Oblique translation techniques are used when the structural or conceptual elements of the source language cannot be directly translated without altering the meaning or upsetting the grammatical and stylistic elements of the target language.
These effective translation techniques include:
This is the process where parts of speech change their sequence when they are translated. It is in a sense a shift of word class. This technique introduces a change in grammatical structure. Grammatical structures are often different in different languages. Transposition involves moving from one grammatical category to another without altering the meaning of the text. This requires that the translator knows that it is possible to replace a word category in the target language without altering the meaning of the source text.

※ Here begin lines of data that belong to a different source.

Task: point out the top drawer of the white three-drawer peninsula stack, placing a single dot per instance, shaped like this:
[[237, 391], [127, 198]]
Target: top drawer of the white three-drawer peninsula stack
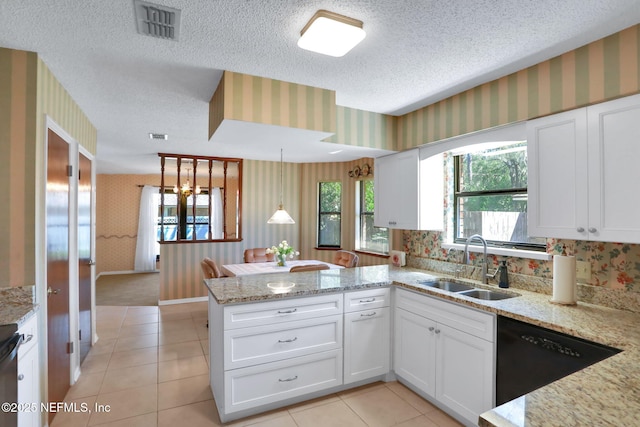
[[263, 313]]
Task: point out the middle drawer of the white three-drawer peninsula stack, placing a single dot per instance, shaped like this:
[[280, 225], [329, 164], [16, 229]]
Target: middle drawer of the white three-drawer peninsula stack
[[262, 344]]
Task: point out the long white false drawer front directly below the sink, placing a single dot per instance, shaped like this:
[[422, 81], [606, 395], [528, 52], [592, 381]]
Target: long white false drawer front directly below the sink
[[465, 319]]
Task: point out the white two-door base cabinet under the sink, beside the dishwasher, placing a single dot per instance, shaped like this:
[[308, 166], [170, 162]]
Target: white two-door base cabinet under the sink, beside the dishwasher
[[451, 366]]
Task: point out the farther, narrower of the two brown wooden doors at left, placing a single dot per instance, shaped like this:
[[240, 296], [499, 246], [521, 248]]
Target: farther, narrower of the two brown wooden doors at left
[[85, 260]]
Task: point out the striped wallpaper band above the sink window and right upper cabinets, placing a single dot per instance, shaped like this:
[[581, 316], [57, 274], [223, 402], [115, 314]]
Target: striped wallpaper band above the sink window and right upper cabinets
[[605, 69]]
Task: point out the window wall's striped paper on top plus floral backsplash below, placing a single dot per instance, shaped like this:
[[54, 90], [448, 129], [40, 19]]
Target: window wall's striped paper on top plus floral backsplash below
[[602, 70]]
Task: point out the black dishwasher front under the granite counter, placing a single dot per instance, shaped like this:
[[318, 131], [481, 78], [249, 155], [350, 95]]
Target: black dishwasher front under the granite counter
[[529, 357]]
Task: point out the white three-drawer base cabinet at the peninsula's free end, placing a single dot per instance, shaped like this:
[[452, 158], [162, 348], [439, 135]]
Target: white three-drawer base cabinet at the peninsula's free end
[[268, 354]]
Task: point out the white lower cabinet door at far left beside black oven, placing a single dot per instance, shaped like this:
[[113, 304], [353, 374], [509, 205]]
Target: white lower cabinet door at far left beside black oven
[[29, 388]]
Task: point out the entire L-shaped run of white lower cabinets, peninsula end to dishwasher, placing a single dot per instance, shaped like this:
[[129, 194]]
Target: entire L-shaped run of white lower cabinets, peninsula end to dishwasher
[[270, 354]]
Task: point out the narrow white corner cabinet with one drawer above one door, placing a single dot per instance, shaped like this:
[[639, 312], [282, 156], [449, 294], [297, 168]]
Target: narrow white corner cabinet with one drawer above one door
[[366, 335]]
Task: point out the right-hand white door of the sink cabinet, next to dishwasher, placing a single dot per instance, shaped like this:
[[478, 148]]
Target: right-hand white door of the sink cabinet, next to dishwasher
[[465, 375]]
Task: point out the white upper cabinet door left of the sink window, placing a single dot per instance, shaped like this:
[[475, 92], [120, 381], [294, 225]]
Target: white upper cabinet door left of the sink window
[[396, 190]]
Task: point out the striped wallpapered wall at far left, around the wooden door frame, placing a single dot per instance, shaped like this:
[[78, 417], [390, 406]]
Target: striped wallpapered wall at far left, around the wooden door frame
[[28, 92]]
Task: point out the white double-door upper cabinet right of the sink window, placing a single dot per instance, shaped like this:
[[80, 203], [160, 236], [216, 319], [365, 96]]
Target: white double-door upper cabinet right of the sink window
[[582, 172]]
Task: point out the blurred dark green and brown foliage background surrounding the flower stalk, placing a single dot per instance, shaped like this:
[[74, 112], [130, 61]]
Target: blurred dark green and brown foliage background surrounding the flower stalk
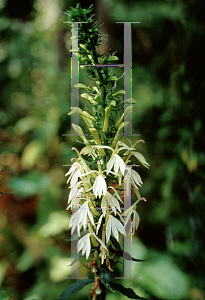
[[169, 87]]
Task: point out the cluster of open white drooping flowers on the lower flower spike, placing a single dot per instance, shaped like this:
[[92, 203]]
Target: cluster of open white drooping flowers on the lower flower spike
[[98, 202]]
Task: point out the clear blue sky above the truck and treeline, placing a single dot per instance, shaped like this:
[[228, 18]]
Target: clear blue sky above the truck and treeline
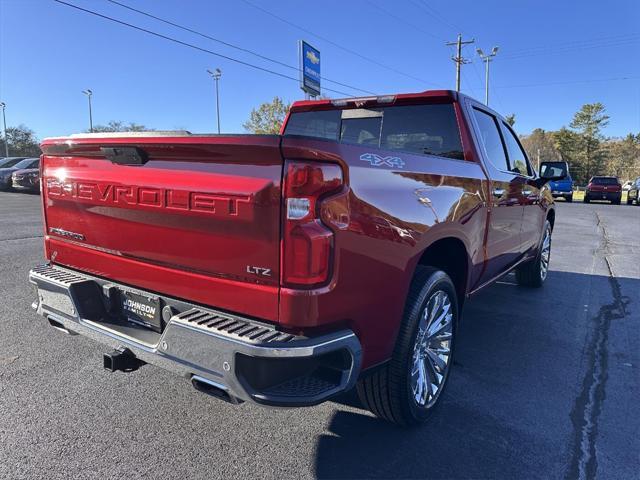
[[554, 56]]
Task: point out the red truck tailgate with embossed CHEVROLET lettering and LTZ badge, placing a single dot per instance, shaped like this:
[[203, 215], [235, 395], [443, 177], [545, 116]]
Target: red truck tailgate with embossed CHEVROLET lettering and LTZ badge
[[195, 216]]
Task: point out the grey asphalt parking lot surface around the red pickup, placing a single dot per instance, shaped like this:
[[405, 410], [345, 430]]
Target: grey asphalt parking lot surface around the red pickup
[[546, 384]]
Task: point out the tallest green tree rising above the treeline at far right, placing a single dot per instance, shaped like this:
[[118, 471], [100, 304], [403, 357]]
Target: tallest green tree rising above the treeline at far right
[[588, 123]]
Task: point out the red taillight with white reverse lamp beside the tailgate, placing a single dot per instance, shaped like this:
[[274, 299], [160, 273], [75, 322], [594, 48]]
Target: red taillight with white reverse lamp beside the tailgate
[[307, 242]]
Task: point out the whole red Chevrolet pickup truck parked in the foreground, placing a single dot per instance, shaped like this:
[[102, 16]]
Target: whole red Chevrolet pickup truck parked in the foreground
[[285, 269]]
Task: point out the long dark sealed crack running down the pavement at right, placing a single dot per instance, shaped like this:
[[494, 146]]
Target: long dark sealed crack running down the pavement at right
[[588, 405]]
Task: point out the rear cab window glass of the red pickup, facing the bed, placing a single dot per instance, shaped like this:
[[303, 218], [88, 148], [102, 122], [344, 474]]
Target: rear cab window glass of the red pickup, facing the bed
[[428, 129]]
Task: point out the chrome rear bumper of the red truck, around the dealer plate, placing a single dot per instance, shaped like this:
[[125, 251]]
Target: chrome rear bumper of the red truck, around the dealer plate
[[237, 358]]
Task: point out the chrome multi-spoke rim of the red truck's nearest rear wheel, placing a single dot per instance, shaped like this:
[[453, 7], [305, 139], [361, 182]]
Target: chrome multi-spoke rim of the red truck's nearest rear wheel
[[432, 350]]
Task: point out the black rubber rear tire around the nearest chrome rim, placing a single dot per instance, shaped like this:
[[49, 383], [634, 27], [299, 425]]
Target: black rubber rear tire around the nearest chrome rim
[[388, 391]]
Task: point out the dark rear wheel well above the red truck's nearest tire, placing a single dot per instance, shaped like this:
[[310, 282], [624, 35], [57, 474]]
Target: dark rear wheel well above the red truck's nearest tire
[[450, 256]]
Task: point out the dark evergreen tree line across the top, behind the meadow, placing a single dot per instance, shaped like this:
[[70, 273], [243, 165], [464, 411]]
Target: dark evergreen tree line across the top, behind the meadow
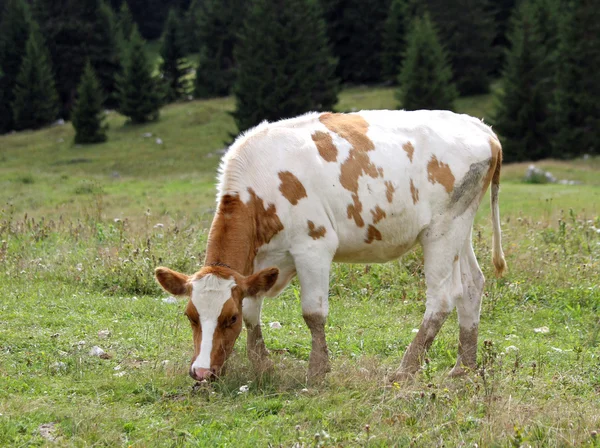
[[281, 58]]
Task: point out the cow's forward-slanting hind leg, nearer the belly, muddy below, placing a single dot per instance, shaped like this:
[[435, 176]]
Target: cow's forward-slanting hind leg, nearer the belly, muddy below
[[442, 250]]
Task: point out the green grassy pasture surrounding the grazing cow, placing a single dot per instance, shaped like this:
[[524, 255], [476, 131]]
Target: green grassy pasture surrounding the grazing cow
[[82, 229]]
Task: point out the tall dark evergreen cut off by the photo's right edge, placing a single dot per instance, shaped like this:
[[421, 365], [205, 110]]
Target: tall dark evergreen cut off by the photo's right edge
[[576, 103]]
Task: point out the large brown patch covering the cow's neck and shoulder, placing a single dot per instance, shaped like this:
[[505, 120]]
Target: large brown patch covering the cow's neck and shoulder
[[239, 230]]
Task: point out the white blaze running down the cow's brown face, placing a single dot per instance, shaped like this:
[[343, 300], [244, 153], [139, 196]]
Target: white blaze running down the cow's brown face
[[209, 294]]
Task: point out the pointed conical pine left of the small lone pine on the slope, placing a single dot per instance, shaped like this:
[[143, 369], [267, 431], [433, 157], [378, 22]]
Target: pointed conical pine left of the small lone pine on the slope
[[36, 100]]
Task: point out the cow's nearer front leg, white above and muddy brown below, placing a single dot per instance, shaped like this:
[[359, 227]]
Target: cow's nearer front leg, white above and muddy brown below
[[313, 273]]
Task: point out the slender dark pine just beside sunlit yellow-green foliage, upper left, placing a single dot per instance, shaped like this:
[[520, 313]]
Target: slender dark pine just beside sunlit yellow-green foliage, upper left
[[173, 66]]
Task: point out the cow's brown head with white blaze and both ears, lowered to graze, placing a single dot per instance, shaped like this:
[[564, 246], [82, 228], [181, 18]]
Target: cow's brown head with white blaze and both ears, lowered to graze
[[214, 310]]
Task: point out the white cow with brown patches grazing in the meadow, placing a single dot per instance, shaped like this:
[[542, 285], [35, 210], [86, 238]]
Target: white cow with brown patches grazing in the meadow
[[298, 194]]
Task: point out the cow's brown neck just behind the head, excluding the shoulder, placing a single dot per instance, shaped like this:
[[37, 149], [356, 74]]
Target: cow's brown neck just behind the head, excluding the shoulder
[[231, 240]]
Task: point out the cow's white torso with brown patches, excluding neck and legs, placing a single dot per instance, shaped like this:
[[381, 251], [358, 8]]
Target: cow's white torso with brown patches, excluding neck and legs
[[372, 180]]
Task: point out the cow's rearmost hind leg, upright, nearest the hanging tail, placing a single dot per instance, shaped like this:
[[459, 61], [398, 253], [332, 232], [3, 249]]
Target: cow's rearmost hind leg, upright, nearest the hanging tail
[[468, 306]]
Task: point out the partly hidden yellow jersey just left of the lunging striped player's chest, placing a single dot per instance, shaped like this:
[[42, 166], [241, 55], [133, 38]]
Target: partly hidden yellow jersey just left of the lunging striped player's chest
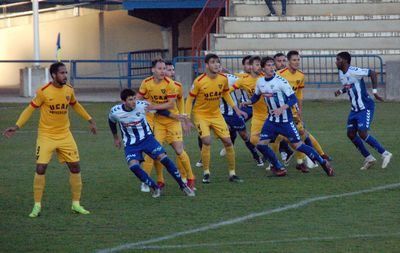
[[248, 84]]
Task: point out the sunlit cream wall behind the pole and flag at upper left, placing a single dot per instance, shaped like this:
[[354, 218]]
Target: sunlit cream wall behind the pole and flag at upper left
[[91, 35]]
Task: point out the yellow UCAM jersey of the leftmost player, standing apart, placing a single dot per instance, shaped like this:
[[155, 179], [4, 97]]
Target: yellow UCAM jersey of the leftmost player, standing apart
[[54, 103]]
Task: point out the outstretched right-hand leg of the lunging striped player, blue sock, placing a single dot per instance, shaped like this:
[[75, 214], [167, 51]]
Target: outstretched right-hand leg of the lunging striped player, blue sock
[[290, 131]]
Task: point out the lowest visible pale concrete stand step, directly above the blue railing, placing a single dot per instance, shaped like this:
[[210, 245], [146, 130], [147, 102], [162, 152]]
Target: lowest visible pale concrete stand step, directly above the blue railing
[[350, 40]]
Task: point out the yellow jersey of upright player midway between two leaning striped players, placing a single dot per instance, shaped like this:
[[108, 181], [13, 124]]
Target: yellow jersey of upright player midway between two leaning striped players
[[207, 93]]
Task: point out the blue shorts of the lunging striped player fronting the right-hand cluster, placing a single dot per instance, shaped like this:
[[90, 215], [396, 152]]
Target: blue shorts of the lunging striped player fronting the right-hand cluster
[[271, 130]]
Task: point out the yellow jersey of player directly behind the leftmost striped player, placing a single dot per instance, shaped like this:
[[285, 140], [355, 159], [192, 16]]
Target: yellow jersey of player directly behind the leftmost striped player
[[159, 93]]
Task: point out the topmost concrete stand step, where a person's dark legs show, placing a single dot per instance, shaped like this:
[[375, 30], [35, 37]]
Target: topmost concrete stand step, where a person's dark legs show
[[317, 7]]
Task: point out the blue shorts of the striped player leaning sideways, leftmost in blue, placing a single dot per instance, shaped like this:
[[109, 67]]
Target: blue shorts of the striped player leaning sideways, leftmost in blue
[[149, 145]]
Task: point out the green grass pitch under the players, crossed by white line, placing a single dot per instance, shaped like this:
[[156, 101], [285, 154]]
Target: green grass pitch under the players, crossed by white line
[[121, 214]]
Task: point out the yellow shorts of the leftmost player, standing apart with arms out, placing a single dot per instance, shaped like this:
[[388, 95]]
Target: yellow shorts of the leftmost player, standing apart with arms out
[[66, 149]]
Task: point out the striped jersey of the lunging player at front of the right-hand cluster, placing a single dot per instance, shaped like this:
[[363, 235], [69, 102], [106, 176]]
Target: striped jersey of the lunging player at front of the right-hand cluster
[[275, 91]]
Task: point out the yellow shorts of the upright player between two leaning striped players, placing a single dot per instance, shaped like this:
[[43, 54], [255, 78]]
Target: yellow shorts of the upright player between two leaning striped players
[[218, 124]]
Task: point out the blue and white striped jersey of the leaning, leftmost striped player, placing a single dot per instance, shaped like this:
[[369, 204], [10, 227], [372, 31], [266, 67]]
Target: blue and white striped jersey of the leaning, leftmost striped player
[[133, 125]]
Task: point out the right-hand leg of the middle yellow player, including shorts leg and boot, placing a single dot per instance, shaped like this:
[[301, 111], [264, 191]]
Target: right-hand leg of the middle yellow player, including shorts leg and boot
[[221, 130]]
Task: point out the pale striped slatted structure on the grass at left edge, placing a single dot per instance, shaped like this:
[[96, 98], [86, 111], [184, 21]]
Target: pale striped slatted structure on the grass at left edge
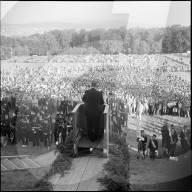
[[17, 162]]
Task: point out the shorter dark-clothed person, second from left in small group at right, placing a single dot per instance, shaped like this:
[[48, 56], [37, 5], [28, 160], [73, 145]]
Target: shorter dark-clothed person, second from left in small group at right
[[153, 147]]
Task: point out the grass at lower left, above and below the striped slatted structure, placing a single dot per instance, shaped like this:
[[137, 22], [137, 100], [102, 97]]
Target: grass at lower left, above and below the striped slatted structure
[[23, 180]]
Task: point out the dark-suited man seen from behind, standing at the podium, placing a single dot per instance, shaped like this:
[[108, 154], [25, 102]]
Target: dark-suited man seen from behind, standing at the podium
[[93, 110]]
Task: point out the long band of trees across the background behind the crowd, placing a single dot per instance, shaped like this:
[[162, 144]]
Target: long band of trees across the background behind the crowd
[[173, 39]]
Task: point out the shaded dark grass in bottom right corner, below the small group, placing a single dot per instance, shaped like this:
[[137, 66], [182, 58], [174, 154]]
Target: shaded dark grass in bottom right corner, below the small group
[[161, 174]]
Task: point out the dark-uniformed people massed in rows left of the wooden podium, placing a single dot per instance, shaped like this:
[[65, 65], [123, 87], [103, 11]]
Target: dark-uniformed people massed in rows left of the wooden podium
[[35, 120]]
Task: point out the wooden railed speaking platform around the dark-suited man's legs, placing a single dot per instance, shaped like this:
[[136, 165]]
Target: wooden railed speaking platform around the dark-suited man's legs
[[80, 134]]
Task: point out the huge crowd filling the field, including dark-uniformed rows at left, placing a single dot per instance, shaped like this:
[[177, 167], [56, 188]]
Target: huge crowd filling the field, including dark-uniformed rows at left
[[36, 103]]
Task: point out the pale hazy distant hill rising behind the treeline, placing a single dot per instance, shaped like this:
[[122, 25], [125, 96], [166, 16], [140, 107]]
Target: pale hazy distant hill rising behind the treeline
[[32, 28]]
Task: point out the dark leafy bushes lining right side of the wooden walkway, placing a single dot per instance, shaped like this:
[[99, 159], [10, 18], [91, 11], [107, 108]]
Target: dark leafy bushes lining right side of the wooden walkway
[[117, 168]]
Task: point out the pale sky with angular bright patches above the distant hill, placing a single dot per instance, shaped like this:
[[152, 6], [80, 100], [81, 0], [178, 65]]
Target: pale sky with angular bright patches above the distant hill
[[159, 13]]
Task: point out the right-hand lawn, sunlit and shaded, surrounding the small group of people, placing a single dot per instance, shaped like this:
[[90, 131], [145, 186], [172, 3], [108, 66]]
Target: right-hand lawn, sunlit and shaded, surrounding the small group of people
[[161, 174]]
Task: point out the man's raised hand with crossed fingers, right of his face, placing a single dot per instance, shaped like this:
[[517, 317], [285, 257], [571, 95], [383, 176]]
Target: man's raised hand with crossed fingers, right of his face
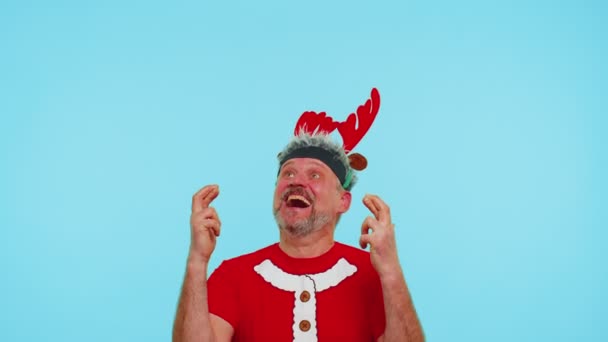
[[379, 233]]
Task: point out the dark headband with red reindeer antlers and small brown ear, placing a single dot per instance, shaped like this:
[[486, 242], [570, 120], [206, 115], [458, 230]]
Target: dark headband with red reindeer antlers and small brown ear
[[352, 131]]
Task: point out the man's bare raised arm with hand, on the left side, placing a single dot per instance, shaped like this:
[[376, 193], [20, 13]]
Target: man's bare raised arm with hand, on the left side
[[193, 322]]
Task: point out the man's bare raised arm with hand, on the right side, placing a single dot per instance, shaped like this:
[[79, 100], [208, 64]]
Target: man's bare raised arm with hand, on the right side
[[402, 323]]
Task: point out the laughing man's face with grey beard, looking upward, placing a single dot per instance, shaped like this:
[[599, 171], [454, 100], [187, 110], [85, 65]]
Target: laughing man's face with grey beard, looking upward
[[308, 196]]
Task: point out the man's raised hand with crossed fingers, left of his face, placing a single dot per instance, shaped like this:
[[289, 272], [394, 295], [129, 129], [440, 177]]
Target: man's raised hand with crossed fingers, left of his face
[[204, 224]]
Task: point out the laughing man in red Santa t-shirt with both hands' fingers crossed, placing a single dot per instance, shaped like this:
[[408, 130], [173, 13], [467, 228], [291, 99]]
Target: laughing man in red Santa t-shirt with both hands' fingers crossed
[[307, 287]]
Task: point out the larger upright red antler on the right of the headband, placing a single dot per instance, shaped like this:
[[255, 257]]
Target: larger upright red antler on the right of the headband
[[364, 118]]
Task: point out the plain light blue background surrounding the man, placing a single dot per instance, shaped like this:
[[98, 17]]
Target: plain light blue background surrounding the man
[[490, 148]]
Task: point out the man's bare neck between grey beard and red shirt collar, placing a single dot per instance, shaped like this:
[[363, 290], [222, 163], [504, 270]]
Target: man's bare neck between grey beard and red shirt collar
[[312, 245]]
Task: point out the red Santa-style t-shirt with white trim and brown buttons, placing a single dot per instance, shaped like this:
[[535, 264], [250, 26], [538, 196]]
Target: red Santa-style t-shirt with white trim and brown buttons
[[270, 296]]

Modulation is also one of the main effective translation techniques. It is about changing the form of the text by introducing a semantic change or perspective. Modulation consists of using a phrase that is different in the source and target languages to convey the same idea. It changes the semantics and shifts the point of view of the source language. Through modulation, the translator generates a change in the point of view of the message without altering meaning and without generating a sense of awkwardness in the reader of the target text. It is often used in the same language.
Here you have to express something in a completely different way, for example when translating idioms or advertising slogans. The process is creative, but not always easy. This is a translation procedure that uses a completely different expression to convey the same reality. Through this technique, the interpreter can translate the names of institutions, interjections, idioms or proverbs.
Adaptation (cultural substitution or cultural equivalent) is a cultural element which replaces the original text with one that is better suited to the culture of the target language. This achieves a more familiar and comprehensive text. Adaptation is an expression in a familiar or appropriate way for one language culture of something specific to another language culture. It is a shift in cultural environment. It involves changing the cultural reference when a situation in the source culture does not exist in the target culture.
Since 1950s, several authors, specializing on translations have established other effective translation techniques, such as explicitation (introducing specific details in the text of the target language), collocation (using a sequence of words that usually go together in the target language) and compensation (where an allusion or reference does not appear in one part of the text as in the source version, but later in the target text).
In general terms, an interpreter resorts to a compensation when he is unable to translate something, and the meaning that is lost is expressed somewhere else in the translated text. Peter Fawcett defines it as: “…making good in one part of the text something that could not be translated in another”.
Effective translation techniques are not good or bad in themselves, they are used functionally and dynamically in terms of:
Whatever technique is chosen, the translator may encounter problems in the translation process, either because of a particularly difficult unit or because there may be a gap in the translator’s knowledge or skills. The translator exercises a degree of choice in his or her use of indigenous features, and, as a consequence, successful translation may depend on the translator’s command of cultural assumptions in each language in which he or she works.